The image was captured from my Adelaide surburban backyard, using an Orion ED80T CT apo astrograph (at f/4.8), mounted on an AZ-EQ6. The CCD camera was an Orion StarShoot G3 mono, guided with PHD2 using a think OAG and an ASI120MM-S guide camera. Not much more I can get out of this setup -- it is quite undersampled (4.6 arcsec/pixel), and not ideal for smaller DSOs like this!
The image is composed of the following:
Lum = 62 x 5 min
Ha = 15 x 10 min
R, G & B = 52 x 5 min for each channel
After rejections, this led to a total integration time of 20.7 hours.
I used a synthetic luminance channel by blending an exposure-based weighting of the L, Ha, R, G and B luminances.

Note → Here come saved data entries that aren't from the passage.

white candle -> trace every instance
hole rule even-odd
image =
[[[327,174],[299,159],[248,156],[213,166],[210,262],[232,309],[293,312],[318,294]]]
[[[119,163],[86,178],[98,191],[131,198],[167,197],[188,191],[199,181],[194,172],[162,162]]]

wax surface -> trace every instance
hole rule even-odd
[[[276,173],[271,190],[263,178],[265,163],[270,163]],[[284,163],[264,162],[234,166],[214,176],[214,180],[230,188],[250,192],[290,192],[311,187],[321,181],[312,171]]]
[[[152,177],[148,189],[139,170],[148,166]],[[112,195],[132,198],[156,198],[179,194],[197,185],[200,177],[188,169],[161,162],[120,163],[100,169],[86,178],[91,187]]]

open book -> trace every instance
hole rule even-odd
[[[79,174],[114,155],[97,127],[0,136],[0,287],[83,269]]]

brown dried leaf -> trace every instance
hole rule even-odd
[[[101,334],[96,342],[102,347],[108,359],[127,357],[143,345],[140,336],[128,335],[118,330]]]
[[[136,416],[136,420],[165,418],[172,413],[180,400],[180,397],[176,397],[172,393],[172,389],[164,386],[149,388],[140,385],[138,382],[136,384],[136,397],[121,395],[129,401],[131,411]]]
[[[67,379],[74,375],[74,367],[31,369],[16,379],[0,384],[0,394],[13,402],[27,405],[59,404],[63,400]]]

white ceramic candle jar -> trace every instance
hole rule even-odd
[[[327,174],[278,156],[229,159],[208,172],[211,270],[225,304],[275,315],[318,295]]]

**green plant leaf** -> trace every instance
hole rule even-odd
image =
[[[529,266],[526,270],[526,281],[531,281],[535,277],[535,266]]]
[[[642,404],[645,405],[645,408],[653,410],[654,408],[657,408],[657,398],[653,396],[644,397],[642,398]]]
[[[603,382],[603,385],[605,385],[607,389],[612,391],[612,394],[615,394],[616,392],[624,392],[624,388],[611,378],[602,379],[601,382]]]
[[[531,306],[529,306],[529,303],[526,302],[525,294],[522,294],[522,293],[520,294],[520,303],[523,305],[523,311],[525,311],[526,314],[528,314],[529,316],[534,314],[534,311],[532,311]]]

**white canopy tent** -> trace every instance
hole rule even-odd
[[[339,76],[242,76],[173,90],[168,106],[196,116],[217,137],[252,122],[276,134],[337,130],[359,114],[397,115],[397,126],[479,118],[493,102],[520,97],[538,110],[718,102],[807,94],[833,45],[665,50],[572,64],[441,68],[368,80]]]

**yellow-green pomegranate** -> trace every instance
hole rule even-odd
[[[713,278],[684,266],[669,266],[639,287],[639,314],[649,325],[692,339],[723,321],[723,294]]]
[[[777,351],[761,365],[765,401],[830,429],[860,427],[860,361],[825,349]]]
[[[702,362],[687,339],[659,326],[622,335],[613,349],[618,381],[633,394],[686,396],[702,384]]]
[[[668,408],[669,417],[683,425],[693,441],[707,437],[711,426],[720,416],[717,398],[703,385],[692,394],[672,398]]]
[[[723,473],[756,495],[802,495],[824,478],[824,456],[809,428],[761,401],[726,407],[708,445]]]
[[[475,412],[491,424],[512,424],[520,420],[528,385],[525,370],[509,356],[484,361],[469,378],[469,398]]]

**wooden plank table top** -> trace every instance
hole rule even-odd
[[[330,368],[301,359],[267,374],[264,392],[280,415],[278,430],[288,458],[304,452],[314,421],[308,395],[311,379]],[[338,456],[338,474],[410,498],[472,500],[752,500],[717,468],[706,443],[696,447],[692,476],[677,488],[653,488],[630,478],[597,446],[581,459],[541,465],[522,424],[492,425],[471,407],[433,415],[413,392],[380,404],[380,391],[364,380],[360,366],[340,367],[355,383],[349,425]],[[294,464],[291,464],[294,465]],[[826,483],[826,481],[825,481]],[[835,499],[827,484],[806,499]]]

All subs were unbinned.
Captured over the period 24 Aug to 2 Sept 2014, as weather permitted. Pre-processed with flats (light box), bad pixel map (based on 70 darks) and bias in Nebulosity. Aligned and Drizzled in DSS. Post-processed in StarTools.
Thanks Rick, yes, I'm pretty happy with it. To do better, I really need a longer FL and better image-scale sampling (there is only so much you can drag out of an 80mm refractor and low-rez 'basic' CCD, especially when using them for galaxies!). Still, plenty of time for experimentation.
I have another image of M20 Trifid coming up, using exactly the same setup and about the same integration time. It was captured at the same time (Trifid shots taken in the first hours of the evening, NGC 253 after midnight). But it will take some time to process. After that, I move to my dark sky site and will really start having fun!
Thanks Kevin and Simon. I agree it is surprising how much details can be teased photographically out of an 80mm 'frac via the use of dithering + drizzling. You get resolution of fine structures that should by all rights be impossible to see with this aperture. Almost like magic...
Good image Berry in particular considering the little scope used, you have some nice details of the galaxy. I just find a bit overdone the contrast, I would suggest to reduce it a bit to keep the image more natural..
Marco, I agree re: contrast. One problem I faced in post-processing was elimination of some lighting defects that were not completely removed by the flats. So I 'cheated' a little and forced a slightly darker background than I would have ideally preferred, to hide these. With more work, I may have been able to eliminate these problems more effectively.